Tolkien’s Tower Safe for another 100 years.
There is global interest in the future of Perrott’s Folly, principally because many Tolkien fans regard it as a key inspiration for his work. It forms part of the city’s Tolkien Trail. Our critical work to save the listed grade 2* building from collapse was completed in 2005.
The Conservation Trust acted as project managers for the Perrott’s Folly Company with funding from English Heritage and working with contractors Sapcotes.
Fear of Collapse
Structural engineers from English Heritage had warned that the building could fall down without emergency repairs, a project which turned out to be more challenging than expected.
Work uncovered a critical problem at the point where the square base meets the main part of the hexagonal tower. The oak beams, which had supported the tower, were decayed and little was holding up the brickwork.
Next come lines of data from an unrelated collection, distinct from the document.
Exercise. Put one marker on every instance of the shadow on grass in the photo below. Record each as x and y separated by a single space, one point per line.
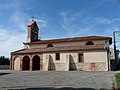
64 88
1 74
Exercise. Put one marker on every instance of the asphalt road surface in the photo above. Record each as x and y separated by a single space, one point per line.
52 80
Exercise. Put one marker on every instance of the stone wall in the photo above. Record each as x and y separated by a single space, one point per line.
95 66
4 67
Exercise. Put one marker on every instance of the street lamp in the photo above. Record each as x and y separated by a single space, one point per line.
114 41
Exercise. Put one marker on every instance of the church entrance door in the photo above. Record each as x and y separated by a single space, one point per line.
26 63
36 63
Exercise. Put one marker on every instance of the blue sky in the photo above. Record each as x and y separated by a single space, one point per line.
56 19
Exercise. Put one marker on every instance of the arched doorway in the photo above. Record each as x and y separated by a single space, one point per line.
26 63
17 63
36 63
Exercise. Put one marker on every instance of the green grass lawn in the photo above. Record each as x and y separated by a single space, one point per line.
117 76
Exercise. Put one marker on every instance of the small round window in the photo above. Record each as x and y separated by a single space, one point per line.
49 45
89 43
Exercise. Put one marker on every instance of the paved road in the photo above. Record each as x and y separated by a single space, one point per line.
73 80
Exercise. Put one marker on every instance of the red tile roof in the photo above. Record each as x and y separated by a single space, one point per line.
74 39
62 48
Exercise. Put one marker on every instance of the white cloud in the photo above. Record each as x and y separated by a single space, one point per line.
10 41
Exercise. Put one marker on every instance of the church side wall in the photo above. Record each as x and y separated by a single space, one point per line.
93 60
68 44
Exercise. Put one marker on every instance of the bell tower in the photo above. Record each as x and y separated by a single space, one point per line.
32 32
Money was diverted to replace the beams and stabilise the structure.
Grouting an entire Tower
At the same time a problem was detected with the brickwork. The two skins of brick on the tower were free floating. When it was built nothing had been done to tie them together. Grouting was applied and the brickwork re-pointed.
As Sapcotes concluded:
“Thanks to these repairs the tower will now stand for another 100 years, but there is still much more work to do. Due to the unforeseen works some important maintenance was omitted and the onward restoration of this important building in both Birmingham and the world of JRR Tolkien remains of permanent importance.”
The building is still on the Buildings At Risk Register and the next stage is for the owners to identify a clear future use for the folly.
A Brief History
Built in 1758 by John Perrott, a local landowner, there is some delicious speculation about his motives for putting it up. These include the notion that he needed a vantage point to spy on his unfaithful wife. The truth may be slightly less dramatic. It is most likely to be a combination of observatory and a fashionable and elaborate venue for private entertaining.
In 1884 the pioneering Birmingham glass-maker and meteorologist Abraham Follet Osler began using the building for weather observations. As the Edgbaston Observatory it became part of one of the world’s first regular weather forecasting services – keeping up that work until 1979, at which time it fell into disuse.
In the early 20th century the writer JRR Tolkien lived nearby. Walking around his neighbourhood he would see two towers: the Folly and the Victorian stack which forms part of the Edgbaston Water Works. So the question remains – did the folly emerge from his young imagination as one of the Two Towers in the Lord of the Rings trilogy?